Er schrieb. Hörspiele. Werbetexte. Gemeinsam mit seiner Lebensfreundin Maureen Herzfeld entstanden Drehbücher, trotz allen Haderns mit der Fernsehproduktionswirklichkeit. Mit Heinz Sielmann schrieb er ein Zoo-Kinderbuch. Seine Säulenheiligen waren Iris Murdoch, Malcolm Lowry und Aidan Higgins, er übersetzte sie alle. Und Bücher schrieb er. Über den Roman Die Gehilfin mit der herrlichen Heldin Henrietta Mahlow, die in der Charité aufwächst, schrieb die ZEIT, Martin Kluger treibe seine Leser »bis an den Rand der Tränen«, und wollte damit einfach nur sagen, dass man beim Lesen halt andauernd heult. Er war ebenso für den Deutschen Buchpreis nominiert wie der nächste Roman, Der Vogel, der spazieren ging. Ist es trotzdem richtig, Kluger unentdeckt zu nennen? Obwohl ihm später der Bremer Literaturpreis umgehängt wurde? Mir kommt es so vor. Nehmen wir es als Einladung zum Lesen und Wiederlesen. Wer sich das 1000-Seiten-Monstrum noch aufheben will, starte mit dem Erzählband Der Koch, der nicht ganz richtig war. Auch dort fallen Glanz und Melancholie in eins, mit ewigen Sätzen: »Deine Mutter verließ viele Länder. Sie war die letzte große Länderverlasserin.«
Seine Dämonen waren immer bei ihm. Aber was für schöne Kostüme hat Martin Kluger ihnen geschneidert. Sie bevölkerten seine Bücher, seltsam und flackernd und immer auf der Flucht, die Krankenschwester, die morgens zur Arbeit schwimmt, die Bewohner Dahlems, die einsamen Vögel. Vor allem aber der Professor für Schmerzforschung, der in immer neuen Tarnungen und noms de guerre auftrat als Überlebender. Der Dinge verkündete, die keiner hören mochte – im Wesentlichen die simple Nachricht, dass der Schrecken kein Ende hat. Und bei aller Zuneigung, die man diesen Figuren entgegenbrachte, war immer klar, dass sie nur einen Hauch ihrer Geheimnisse zeigen.

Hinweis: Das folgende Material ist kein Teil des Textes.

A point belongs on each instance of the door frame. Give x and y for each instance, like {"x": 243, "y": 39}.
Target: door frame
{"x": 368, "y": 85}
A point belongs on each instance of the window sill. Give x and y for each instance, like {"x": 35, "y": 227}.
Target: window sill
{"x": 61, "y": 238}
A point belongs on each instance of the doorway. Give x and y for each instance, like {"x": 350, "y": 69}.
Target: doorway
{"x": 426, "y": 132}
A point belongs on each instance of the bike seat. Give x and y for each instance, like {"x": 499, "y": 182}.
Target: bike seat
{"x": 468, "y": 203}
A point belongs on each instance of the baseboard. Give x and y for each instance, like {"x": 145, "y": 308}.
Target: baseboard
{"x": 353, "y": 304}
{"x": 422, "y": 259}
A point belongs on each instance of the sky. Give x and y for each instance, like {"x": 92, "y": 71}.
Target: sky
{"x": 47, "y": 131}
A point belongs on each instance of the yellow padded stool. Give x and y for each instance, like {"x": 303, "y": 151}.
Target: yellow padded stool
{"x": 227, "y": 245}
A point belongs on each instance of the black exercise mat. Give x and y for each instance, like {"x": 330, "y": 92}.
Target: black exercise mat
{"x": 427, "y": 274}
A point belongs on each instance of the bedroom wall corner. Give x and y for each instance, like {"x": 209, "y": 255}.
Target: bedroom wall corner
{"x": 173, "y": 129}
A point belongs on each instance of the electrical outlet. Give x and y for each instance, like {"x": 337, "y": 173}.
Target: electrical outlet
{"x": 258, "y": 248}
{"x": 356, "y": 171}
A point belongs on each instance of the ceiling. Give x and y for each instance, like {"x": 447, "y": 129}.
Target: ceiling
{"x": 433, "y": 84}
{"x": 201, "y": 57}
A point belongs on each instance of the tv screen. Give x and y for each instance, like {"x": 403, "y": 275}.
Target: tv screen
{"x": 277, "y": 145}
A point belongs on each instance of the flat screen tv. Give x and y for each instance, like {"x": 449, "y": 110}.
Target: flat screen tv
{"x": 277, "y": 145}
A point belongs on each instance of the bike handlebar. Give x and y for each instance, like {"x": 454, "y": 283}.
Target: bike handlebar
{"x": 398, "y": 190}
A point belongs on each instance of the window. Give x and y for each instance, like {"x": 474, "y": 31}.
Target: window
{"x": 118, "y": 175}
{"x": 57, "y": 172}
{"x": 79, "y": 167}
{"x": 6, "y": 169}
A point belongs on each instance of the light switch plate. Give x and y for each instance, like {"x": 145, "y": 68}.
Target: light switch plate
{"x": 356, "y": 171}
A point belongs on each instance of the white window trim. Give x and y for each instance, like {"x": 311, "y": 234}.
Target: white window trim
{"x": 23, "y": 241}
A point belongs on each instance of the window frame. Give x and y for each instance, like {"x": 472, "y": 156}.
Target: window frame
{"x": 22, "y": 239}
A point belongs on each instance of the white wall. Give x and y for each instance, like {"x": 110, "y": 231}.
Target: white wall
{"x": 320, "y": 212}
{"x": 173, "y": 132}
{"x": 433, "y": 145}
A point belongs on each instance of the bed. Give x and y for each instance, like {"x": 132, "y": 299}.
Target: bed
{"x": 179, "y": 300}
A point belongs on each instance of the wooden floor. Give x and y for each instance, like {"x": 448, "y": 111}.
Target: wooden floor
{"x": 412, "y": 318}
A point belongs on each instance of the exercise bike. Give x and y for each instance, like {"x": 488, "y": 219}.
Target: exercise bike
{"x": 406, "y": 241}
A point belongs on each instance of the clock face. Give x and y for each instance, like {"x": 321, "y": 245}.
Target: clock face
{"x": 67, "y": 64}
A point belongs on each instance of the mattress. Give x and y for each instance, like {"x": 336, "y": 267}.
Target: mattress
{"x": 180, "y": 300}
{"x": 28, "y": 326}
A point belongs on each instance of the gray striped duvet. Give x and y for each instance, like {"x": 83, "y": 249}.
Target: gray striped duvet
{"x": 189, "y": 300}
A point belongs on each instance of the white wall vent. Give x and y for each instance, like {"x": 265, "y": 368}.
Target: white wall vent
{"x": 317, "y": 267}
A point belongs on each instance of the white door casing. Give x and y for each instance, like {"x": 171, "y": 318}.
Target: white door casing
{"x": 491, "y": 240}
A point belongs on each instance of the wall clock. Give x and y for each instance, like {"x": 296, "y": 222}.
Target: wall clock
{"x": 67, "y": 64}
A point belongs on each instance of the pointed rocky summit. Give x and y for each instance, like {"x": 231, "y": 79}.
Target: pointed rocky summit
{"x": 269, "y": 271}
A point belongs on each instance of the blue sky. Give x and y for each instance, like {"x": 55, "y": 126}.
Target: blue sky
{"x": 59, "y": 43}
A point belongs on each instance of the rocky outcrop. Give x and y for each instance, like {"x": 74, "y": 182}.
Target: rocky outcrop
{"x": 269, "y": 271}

Dass für Martin Kluger die Vergangenheit nicht vorüber war, brachte mit sich, dass ihm die Zukunft oft ungeheuerlich erschien. Als 2008 sein letztes Buch erschien, kündigte ich an, vom nächsten werde es neben der gedruckten Fassung auch eine digitale geben. Es war ihm unvorstellbar. Wir verabredeten eine Wette. Seither schrieb er an einem Roman, Playboy, der noch einmal alles wagen sollte. Sein Held Juri Tabac steigt aus den Trümmern des Krieges auf zu illustrem Ruhm, obwohl niemand weiß, woher er kam. Das Manuskript blieb unvollendet, unsere Wette haben wir beide verloren. Vorgestern ist Martin Kluger gestorben. Sein Tod lässt das Land nicht innehalten. Aber wenn die Tiere im Zoo in diesen Tagen ein wenig stiller schreien, wissen wir, woran es liegt.